Coffin can recount these stories from easy memory. He said he is excited that the 150th anniversary of the war - signaled by the April 12, 1861, firing on South Carolina's Fort Sumter by Confederate forces - is set to be recognized in 2011; discussions are beginning now about events to be held in Vermont to honor the occasion.
It's clear that Coffin also is a fan of Brown, who is a controversial figure because unlike pacifist abolitionists, he promoted armed insurrections that, in the case of a Kansas campaign in 1856, left five pro-slavery people dead. Brown was hanged after an ultimately failed attempt to seize a federal armory at Harpers Ferry, Va., (now West Virginia) that left seven dead.
"The day he's hanged, he leaves a note to his jailer saying he believes 'that the crimes of this guilty land will not be purged away but with blood.' He predicts the war," Coffin said. And historians generally believe the hanging of Brown prompted the South to begin setting up militias, inevitably leading to the U.S. Civil War.
"He goes to his death very calmly. He rides on a wagon, seated on his casket, about a mile. He remarks on the beauty of the countryside," Coffin recounted of the execution. "I've sat in that wagon. I've been to the site of the execution - it's now in the backyard of somebody's house."
A new connection
What Coffin only discovered six weeks ago, however, was that Brown made a visit to Cavendish in 1857, probably in hopes of securing some of the $20,000 the Vermont Legislature had approved to support anti-slavery settlements in Kansas. Although Vermont's governor at that time, Ryland Fletcher, was a devout abolitionist, he turned down Brown's request for some of the money at the Cavendish meeting.
Coffin tripped across a newspaper recounting of the visit in a microfilmed copy of the Rutland Herald from May 7, 1869.
The writer, who is not identified, described how Brown's physical appearance on that visit differed from the bearded photographs taken around the time of the Harpers Ferry raid.
"... Hair closely cut, beard neatly shaven, tight, stiff stock around his neck, no collar, or dickey, closely fitting swallow-tailed coat ..." the newspaper described. "As soon as it was known that 'John Brown' was stopping in our village, all manifested a desire to see and hear the man ... Notice was given that he would meet the people at the school house, and at the appointed hour an audience assembled.
"We introduced the modest and unassuming old man ... He went on and told the tale of his struggles with the despotism of slavery ... We little thought then how soon 'John Brown's body' would be mouldering in the ground, but his soul was even at that hour 'marching on.'"

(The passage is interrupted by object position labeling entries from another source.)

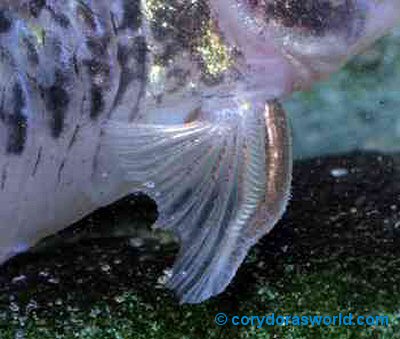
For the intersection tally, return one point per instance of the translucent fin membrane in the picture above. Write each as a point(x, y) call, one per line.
point(218, 185)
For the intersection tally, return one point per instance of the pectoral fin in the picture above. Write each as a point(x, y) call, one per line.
point(219, 184)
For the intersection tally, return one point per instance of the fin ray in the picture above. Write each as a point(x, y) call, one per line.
point(215, 184)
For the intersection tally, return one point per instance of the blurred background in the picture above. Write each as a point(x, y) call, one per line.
point(357, 108)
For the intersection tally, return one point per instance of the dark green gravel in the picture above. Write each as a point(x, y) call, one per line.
point(336, 250)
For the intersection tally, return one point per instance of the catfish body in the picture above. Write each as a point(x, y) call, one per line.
point(175, 99)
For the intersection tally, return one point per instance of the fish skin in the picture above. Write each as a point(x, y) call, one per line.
point(172, 98)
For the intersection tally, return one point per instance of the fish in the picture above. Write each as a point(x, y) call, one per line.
point(179, 100)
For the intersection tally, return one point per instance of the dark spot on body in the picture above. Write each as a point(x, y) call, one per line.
point(37, 162)
point(74, 137)
point(132, 16)
point(5, 22)
point(59, 18)
point(17, 123)
point(36, 6)
point(3, 178)
point(97, 104)
point(57, 100)
point(317, 16)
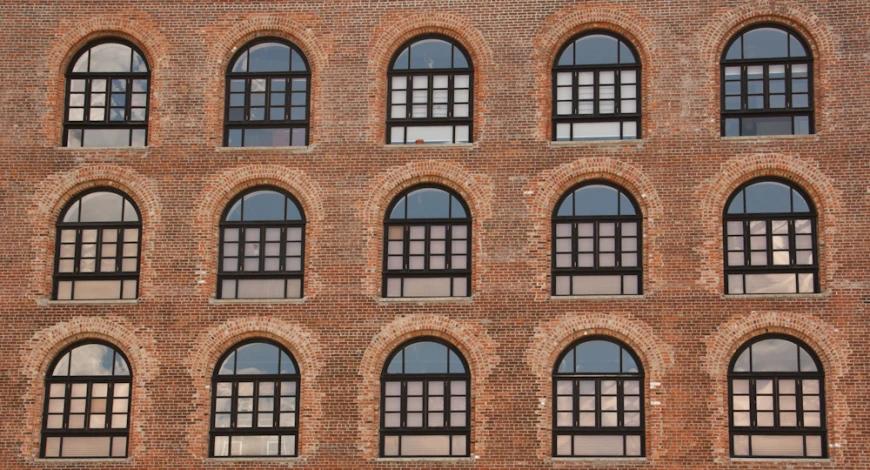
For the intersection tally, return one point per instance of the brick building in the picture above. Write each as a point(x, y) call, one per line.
point(710, 328)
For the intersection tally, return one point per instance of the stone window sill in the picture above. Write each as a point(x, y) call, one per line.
point(53, 303)
point(214, 301)
point(423, 300)
point(469, 145)
point(596, 297)
point(762, 138)
point(603, 142)
point(287, 149)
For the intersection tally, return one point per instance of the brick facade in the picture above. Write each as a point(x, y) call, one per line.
point(511, 331)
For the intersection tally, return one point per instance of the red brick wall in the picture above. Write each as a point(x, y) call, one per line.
point(511, 331)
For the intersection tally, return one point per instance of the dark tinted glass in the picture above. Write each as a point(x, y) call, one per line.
point(257, 358)
point(269, 57)
point(597, 49)
point(431, 54)
point(598, 357)
point(765, 43)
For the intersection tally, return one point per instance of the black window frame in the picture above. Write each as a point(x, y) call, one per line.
point(449, 222)
point(404, 378)
point(267, 123)
point(596, 220)
point(262, 225)
point(620, 378)
point(451, 72)
point(128, 77)
point(788, 111)
point(768, 218)
point(776, 430)
point(617, 68)
point(121, 226)
point(256, 379)
point(90, 380)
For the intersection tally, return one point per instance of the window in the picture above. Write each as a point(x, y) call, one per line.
point(255, 402)
point(262, 246)
point(776, 389)
point(87, 403)
point(97, 251)
point(598, 401)
point(767, 83)
point(427, 245)
point(424, 401)
point(597, 242)
point(770, 242)
point(596, 89)
point(430, 93)
point(107, 96)
point(268, 96)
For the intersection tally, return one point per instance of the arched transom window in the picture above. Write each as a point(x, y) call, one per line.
point(767, 83)
point(770, 240)
point(268, 96)
point(596, 89)
point(255, 402)
point(262, 246)
point(427, 245)
point(430, 93)
point(425, 401)
point(777, 400)
point(597, 242)
point(97, 251)
point(107, 87)
point(87, 403)
point(598, 401)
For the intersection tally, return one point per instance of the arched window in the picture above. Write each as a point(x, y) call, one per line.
point(777, 400)
point(97, 251)
point(87, 403)
point(268, 96)
point(770, 240)
point(596, 89)
point(262, 246)
point(107, 88)
point(430, 93)
point(425, 401)
point(255, 402)
point(597, 242)
point(427, 245)
point(598, 401)
point(767, 83)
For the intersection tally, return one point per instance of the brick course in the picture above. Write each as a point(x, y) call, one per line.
point(684, 329)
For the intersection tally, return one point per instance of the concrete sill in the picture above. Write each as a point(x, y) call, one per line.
point(214, 301)
point(596, 297)
point(780, 460)
point(763, 138)
point(435, 146)
point(423, 300)
point(819, 295)
point(605, 142)
point(297, 149)
point(55, 303)
point(411, 460)
point(102, 149)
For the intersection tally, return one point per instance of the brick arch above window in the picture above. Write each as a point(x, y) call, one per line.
point(65, 49)
point(741, 169)
point(571, 22)
point(59, 189)
point(394, 31)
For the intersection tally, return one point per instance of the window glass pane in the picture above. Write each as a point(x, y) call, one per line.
point(597, 49)
point(765, 43)
point(598, 356)
point(431, 54)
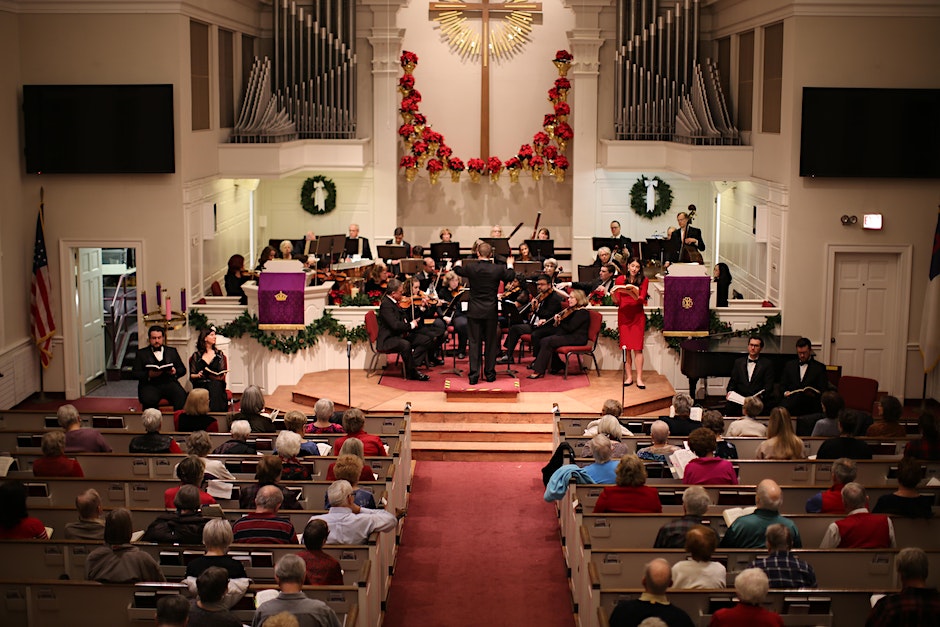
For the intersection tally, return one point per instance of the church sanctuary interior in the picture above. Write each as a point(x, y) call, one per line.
point(301, 199)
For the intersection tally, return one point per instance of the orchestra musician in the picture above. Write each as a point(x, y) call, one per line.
point(396, 332)
point(569, 328)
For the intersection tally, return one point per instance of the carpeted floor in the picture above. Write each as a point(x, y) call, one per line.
point(479, 547)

"I thought, 'Wow,' Coffin said of the article's discovery. "It's an authentic account, there's no question because you couldn't make this stuff up. It's somebody in Cavendish who was working for the Herald."
Brown was raising money all over New England at that time. "I'm sure he had Harpers Ferry in mind then," Coffin said. "You can see what a celebrity he is here. People apparently flocked to see him, to meet him."
Coffin is so intrigued with Brown that he recalls attending a hockey game in Lake Placid in the early 1990s and discovering that Brown's body was buried nearby. After the game, around midnight, he set off for the historic site and, using a flashlight, walked through the snow to the homestead
"There's a boulder in the front yard, and he's buried beside that," Coffin said. As he was walking back to his car, he came up behind a statue of Brown holding the hand of a young black man. In the sky over the statue was the Big Dipper - the "drinking gourd" that slaves seeking freedom were told to follow in seeking Canada.
"It was one of the great moments in my Civil War research," Coffin said. "It was amazing. I've been back there and back there and back there ever since."